An anonymous reader quotes Motherboard’s post: The American Privacy and Data Protection Act (ADPPA), a new federal privacy bill that actually has a chance to become law, is designed to introduce new privacy protections for Americans. But it could also have the side effect of wiping out $200 million in fines planned against some of the nation’s biggest telecommunications companies as part of a major location-data-selling scandal that saw the firms sell customer data that fell into the hands of bounties. hunters, etc. The challenge centers on the ADPPA’s transfer of enforcement oversight of privacy-related matters from the Federal Communications Commission (FCC), which proposed the fines, to the Federal Trade Commission (FTC). The news highlights the complex pushes and pulls of developing privacy legislation, as well as some of the pitfalls along the way.

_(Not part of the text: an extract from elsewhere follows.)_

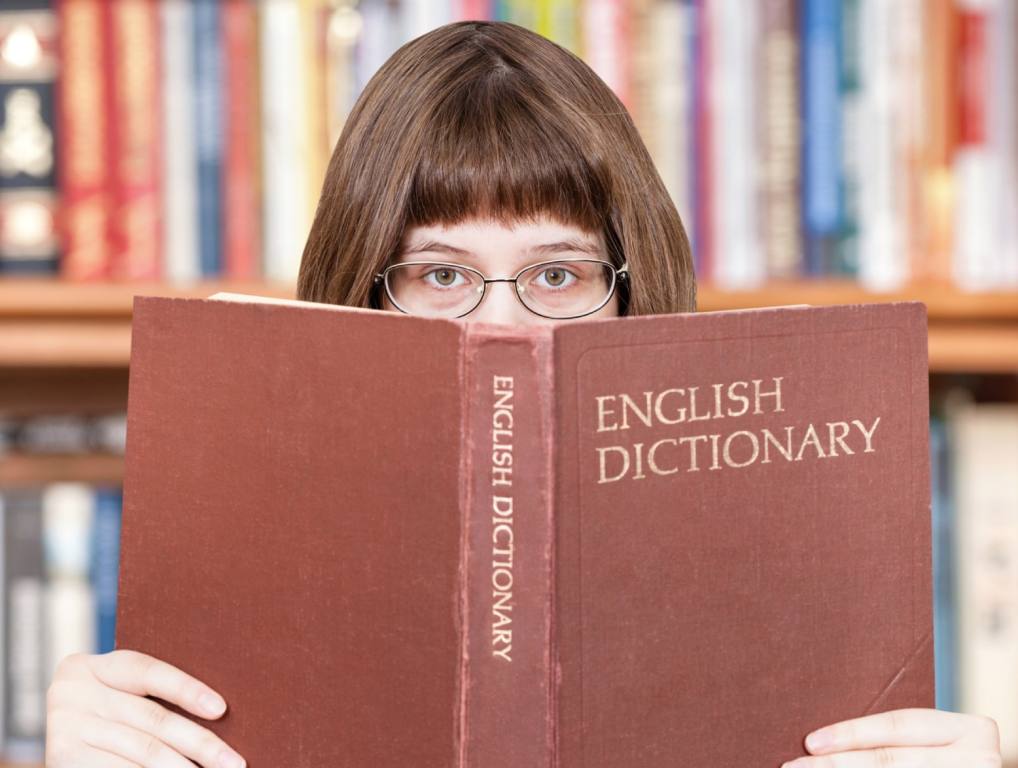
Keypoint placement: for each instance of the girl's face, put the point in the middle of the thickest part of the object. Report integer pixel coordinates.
(499, 251)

In February 2020, the FCC proposed a $200 million fine. The fines came after Motherboard found that the carriers sold the phone’s location data to a complex supply chain of companies that then provided it to hundreds of bounty hunters and other third parties, including one who allowed Motherboard to track the phone for just $300. The fines also came after The New York Times and Sen. Ron Wyden’s office found that carriers sold location data in a similar way to a company called Securus that allowed law enforcement officials to track phones without a warrant. The former sheriff abused the tool to spy on judges and other officials. The offending telecommunications companies — AT&T, T-Mobile, Sprint, Verizon — said they stopped selling location data at various points in time in response to the investigation. The FCC then found that the carriers broke the law by selling such data.

FCC spokeswoman Paloma Perez told Motherboard in an emailed statement that “our real-time location information is some of the most sensitive data about us, and it deserves the highest level of privacy protection. That’s why the FCC has proposed more than $200 million in fines against the nation’s largest wireless carriers for selling their customers’ location data Through our ongoing oversight, we have ensured that these carriers are no longer monetizing their consumers’ real-time locations in this manner, and we are continuing to investigate these practices and expect to reach a conclusion very soon.” In July, FCC Chair Jessica Rosenwortzel sent letters to US telecommunications, technology and retail companies questioning their use of location data.